Liz Truss on Thursday launched her pitch to Conservative Party members with a promise to revamp Britain's economy — and a statement that she was “wrong” to have once opposed Brexit.
Ms Truss, who faces Rishi Sunak in a seven-week contest to be Britain's next prime minister, promised an emergency budget to cut national insurance and fuel taxes and said she would govern as a “true Conservative”.
The foreign secretary was grilled by the BBC's Today programme on her changing positions — having defended economic policies she now opposes and campaigned to stay in the EU in 2016.
“When people voted for Brexit in 2016, I fully embraced the choice that the people of Britain made,” she said.
“I was wrong and I'm prepared to admit I was wrong.”
While defending outgoing Prime Minister Boris Johnson, she said she was “not the continuity economic policy candidate — that is where we didn’t get it right”.
Ms Truss's policy proposals include:
· Scrapping a rise in national insurance brought in under Mr Johnson, which Ms Truss publicly defended at the time but said she had opposed in private.
· A one-year moratorium on green taxes in order to reduce energy bills, with overall tax cuts costing about £30 billion ($36bn) to £40bn.
· A review to “find efficiencies in government spending”.
· Bringing in a “bold programme of supply-side reforms”, including scrapping regulations left over from EU membership, to increase growth and thereby tax revenue.
Asked if it she was not gambling government revenue on the hope that the economy would grow, Ms Truss said: “The gamble is what we're doing at the moment … we need to do something different.”
Meanwhile, Mr Sunak claimed that he could win an election for the Conservatives, but that Ms Truss could not.
Mr Sunak was the parliamentary party’s favourite, winning 137 votes to Ms Truss’s 113.
But bookmakers placed her as the frontrunner, with early indications suggesting she is more popular with Tory members.
The pair will try to win over the support of local politicians on Thursday when they take part in a private campaign event for the Conservative Councillors’ Association.
They will then tour the UK to take part in 12 hustings for the about 180,000 Tory members who will vote for their next leader.
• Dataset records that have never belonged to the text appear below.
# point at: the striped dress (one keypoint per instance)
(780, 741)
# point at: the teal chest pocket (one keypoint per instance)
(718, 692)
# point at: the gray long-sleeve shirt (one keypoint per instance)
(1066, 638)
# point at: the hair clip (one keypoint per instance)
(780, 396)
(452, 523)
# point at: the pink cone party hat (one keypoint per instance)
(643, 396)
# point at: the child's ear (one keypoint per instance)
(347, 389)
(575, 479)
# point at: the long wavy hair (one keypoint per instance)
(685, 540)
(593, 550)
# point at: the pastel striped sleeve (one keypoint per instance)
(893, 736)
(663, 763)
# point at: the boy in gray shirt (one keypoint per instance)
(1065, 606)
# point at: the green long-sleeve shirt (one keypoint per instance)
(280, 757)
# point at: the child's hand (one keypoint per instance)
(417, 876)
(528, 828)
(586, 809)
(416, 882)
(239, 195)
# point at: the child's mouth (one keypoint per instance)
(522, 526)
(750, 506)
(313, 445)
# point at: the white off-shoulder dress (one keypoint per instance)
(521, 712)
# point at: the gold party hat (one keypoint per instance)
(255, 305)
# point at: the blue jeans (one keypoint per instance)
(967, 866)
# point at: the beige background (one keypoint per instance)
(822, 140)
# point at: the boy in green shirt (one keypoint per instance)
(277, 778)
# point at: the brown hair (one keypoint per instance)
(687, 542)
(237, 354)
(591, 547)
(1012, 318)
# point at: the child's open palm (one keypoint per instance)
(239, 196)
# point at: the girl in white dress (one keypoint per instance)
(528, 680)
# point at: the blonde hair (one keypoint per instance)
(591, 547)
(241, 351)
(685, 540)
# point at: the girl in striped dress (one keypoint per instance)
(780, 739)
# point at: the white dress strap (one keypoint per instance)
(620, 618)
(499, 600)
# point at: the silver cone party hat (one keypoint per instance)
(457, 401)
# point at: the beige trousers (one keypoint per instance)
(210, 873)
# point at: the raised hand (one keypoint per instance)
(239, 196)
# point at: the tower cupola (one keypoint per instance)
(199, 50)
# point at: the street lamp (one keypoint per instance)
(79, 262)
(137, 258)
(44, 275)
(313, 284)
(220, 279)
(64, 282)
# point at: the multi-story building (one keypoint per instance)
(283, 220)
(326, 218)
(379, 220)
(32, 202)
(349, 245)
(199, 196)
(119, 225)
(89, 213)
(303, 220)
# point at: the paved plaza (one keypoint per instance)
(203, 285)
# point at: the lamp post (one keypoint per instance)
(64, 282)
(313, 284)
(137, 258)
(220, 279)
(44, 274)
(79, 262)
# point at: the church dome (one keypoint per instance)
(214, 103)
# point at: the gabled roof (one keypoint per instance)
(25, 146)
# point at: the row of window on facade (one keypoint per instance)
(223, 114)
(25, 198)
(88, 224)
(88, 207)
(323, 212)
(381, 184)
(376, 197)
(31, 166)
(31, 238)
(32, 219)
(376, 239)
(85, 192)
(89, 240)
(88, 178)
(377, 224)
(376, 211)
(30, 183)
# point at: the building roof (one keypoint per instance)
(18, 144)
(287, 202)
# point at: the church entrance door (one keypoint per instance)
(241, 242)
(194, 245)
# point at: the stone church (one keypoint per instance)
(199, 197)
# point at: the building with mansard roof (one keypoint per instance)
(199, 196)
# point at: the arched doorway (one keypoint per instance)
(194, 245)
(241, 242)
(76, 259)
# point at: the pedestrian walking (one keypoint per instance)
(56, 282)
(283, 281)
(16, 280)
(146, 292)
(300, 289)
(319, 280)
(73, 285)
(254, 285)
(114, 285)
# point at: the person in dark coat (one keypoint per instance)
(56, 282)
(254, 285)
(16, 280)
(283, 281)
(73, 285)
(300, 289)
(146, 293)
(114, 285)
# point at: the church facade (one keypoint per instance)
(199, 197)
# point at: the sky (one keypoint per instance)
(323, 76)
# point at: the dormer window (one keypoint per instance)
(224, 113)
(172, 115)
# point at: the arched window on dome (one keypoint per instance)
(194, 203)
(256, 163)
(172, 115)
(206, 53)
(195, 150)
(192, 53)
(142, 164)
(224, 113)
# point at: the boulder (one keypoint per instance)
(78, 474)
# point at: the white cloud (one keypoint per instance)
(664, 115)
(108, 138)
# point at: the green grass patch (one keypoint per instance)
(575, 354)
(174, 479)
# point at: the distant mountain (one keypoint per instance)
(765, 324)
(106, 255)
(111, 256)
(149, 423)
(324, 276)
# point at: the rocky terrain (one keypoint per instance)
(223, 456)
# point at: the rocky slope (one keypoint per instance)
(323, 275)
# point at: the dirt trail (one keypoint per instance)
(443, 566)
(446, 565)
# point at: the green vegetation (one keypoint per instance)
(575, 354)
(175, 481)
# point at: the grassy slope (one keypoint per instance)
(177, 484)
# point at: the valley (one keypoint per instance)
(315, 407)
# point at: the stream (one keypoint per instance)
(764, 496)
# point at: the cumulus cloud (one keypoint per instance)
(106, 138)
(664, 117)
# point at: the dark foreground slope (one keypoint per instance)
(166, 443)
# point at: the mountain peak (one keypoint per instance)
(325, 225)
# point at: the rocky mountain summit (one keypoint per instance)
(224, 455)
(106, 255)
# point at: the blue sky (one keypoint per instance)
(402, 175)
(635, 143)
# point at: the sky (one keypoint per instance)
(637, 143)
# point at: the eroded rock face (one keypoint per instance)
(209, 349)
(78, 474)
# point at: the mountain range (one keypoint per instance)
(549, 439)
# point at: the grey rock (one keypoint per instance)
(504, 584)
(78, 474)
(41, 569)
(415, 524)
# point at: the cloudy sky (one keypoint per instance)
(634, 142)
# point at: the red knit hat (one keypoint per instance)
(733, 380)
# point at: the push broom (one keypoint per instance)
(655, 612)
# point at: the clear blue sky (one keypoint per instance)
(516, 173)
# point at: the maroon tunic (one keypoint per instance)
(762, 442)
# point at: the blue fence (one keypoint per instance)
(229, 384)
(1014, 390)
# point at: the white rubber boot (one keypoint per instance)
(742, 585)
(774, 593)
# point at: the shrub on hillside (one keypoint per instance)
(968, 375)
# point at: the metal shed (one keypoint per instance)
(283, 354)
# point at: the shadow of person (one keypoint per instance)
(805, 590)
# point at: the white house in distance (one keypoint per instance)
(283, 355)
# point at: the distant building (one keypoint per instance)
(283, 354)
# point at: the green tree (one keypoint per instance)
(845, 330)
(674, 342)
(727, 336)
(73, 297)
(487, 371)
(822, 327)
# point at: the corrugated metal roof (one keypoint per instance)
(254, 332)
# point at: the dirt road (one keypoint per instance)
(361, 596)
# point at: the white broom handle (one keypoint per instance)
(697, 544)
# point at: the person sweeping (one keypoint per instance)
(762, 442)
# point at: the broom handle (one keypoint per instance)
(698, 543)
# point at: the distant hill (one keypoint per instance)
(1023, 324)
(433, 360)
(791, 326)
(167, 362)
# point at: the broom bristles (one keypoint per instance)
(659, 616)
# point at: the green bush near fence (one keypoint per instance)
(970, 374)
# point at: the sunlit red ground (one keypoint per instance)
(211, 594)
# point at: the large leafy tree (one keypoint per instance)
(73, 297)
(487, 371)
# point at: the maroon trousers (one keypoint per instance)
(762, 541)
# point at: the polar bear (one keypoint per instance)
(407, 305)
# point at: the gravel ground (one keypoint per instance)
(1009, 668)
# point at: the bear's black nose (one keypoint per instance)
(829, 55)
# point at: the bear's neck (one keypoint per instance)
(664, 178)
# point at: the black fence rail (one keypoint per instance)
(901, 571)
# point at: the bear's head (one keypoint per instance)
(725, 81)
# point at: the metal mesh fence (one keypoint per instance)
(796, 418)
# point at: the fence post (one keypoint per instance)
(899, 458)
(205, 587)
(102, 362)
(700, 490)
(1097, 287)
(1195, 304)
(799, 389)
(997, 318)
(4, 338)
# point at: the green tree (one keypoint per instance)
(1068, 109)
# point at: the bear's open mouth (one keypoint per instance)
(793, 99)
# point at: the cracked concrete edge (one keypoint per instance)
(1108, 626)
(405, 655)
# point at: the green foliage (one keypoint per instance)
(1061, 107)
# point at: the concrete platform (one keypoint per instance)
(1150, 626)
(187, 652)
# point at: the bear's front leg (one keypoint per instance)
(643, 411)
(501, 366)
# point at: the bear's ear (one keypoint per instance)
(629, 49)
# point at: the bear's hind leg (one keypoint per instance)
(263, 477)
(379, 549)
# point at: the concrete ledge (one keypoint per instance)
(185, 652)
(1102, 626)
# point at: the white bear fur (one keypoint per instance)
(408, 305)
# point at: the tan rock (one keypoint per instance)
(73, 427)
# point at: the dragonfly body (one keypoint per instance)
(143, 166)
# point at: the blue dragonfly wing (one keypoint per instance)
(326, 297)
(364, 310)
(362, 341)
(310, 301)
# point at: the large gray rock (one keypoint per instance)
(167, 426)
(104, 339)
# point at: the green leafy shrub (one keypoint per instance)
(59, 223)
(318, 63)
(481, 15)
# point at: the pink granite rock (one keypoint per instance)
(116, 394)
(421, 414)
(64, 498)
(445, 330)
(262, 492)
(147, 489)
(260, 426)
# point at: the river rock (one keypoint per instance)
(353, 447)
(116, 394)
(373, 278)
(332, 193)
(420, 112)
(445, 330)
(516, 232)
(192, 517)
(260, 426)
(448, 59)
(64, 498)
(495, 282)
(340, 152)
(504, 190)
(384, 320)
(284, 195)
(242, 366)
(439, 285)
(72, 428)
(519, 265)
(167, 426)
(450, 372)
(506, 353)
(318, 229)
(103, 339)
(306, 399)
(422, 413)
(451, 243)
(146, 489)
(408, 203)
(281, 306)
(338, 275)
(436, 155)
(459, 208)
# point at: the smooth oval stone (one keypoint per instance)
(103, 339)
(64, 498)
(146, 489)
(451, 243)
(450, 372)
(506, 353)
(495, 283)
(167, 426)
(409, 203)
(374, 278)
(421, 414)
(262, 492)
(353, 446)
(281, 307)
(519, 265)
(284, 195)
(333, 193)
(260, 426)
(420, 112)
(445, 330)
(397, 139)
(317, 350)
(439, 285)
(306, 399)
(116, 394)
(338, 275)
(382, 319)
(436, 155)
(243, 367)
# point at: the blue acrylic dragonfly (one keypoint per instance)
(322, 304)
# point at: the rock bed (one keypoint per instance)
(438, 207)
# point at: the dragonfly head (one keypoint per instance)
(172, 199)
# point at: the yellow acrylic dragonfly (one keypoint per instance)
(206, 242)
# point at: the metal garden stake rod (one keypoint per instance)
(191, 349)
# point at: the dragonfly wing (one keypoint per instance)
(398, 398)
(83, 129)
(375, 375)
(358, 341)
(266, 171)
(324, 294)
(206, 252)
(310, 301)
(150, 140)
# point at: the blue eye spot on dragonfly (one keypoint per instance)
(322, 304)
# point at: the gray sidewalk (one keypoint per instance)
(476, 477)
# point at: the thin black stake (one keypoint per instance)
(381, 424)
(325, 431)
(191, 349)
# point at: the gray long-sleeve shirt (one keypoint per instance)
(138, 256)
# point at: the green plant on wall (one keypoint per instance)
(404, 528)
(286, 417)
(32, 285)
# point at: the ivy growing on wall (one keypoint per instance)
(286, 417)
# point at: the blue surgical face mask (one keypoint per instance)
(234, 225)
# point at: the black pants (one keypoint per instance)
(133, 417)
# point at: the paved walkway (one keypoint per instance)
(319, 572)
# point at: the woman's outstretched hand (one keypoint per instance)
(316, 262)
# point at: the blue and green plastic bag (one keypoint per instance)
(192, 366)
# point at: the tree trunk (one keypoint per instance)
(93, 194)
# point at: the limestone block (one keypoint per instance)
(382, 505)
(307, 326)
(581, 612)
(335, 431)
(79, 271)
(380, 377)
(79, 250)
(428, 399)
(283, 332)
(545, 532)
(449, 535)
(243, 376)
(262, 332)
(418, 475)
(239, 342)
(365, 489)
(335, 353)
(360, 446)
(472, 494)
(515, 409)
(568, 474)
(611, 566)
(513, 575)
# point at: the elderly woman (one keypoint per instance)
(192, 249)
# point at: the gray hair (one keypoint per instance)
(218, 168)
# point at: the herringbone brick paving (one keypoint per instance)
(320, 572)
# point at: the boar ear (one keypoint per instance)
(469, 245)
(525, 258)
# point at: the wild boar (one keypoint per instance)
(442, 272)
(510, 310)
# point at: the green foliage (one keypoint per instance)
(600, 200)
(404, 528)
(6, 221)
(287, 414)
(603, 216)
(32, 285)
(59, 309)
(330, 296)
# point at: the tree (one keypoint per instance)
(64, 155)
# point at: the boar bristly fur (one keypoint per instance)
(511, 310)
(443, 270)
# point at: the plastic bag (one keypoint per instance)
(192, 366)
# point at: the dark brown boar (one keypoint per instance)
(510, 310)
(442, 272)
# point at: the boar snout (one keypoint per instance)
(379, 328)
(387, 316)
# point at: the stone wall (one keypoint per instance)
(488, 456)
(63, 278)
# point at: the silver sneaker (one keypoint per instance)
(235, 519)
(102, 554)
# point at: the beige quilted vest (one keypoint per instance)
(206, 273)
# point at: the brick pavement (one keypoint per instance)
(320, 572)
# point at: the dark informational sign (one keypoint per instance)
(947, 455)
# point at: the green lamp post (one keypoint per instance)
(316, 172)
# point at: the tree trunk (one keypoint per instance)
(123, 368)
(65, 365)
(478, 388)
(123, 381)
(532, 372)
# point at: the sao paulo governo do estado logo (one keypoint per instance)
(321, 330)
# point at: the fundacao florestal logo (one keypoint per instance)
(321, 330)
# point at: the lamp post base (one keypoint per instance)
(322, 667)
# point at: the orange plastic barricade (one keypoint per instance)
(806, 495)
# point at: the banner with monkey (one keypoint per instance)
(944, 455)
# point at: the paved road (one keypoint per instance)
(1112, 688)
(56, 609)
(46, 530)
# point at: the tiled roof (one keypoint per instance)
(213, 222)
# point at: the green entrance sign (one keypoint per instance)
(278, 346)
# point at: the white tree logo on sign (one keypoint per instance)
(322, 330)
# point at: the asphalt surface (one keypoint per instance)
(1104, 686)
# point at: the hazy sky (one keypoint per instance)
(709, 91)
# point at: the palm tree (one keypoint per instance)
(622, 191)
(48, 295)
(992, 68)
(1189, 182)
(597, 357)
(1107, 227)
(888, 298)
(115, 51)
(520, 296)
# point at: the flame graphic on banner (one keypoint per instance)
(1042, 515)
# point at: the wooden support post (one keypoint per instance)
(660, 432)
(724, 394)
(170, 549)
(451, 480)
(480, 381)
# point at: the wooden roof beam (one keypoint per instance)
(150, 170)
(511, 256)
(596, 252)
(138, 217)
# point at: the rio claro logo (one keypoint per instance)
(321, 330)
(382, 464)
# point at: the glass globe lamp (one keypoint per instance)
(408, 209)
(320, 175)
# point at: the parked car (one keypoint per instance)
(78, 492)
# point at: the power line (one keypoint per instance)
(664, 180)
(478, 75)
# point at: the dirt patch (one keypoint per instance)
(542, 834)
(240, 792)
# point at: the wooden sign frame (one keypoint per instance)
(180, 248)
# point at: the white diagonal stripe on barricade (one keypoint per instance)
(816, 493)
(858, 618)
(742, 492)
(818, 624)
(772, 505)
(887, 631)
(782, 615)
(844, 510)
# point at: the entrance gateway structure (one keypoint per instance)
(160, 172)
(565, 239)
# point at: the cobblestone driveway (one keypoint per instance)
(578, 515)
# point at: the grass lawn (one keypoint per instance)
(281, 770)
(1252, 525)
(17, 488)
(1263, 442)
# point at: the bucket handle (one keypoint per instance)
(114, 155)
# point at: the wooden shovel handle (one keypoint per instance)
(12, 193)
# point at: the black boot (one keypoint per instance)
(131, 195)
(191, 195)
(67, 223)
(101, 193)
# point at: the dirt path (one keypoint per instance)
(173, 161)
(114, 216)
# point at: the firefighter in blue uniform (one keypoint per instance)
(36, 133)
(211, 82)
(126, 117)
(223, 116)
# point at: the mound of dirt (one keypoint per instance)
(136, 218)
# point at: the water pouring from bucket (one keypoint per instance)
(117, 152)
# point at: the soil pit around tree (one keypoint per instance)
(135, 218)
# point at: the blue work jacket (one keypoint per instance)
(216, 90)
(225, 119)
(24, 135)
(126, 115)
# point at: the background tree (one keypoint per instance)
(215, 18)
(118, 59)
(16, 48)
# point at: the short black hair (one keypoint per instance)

The result will be announced on September 5.
The new leader of the Conservative Party will then become the next British prime minister.
Mr Sunak said his rival would not be able to beat opposition Labour Party leader Sir Keir Starmer at a general election.
“I’m confident that we can do that and we’ve got a really positive message to take out to all our members now — crucially, who is the best person to beat Keir Starmer and the Labour Party at the next election?” he said.
“I believe I’m the only candidate who can do that.”
Later writing in the Daily Telegraph, Mr Sunak tried to dial down the bitter attacks that have dogged the Westminster leg of the contest, saying Ms Truss is someone “I like and respect”.
In the Daily Mail, Ms Truss attacked the government’s tax record, which was overseen by Mr Sunak until he resigned, triggering Mr Johnson’s downfall.
“We have been going in the wrong direction on tax, with the tax burden at its highest in 70 years,” Ms Truss wrote.
“I am the tax-cutting candidate who will help squeezed families by reversing April’s national insurance rise and suspending the green levy on energy bills.
“I will move to bring in an emergency budget to get on with doing this quickly, and announce a spending review to find more efficiencies in government spending.”
Mr Johnson has not publicly backed any candidate to replace him, but some of his most loyal allies have come out for Ms Truss.
In his final Prime Minister’s Questions in Parliament, he offered advice to his successor in what appeared to be a swipe at Mr Sunak, his former chancellor.
“Cut taxes and deregulate wherever you can and make this the greatest place to live and invest, which it is,” Mr Johnson said.
He said the new prime minister should be prepared to ignore their chancellor.
“I love the Treasury, but remember that if we’d always listened to the Treasury we wouldn’t have built the M25 or the Channel Tunnel,” Mr Johnson said.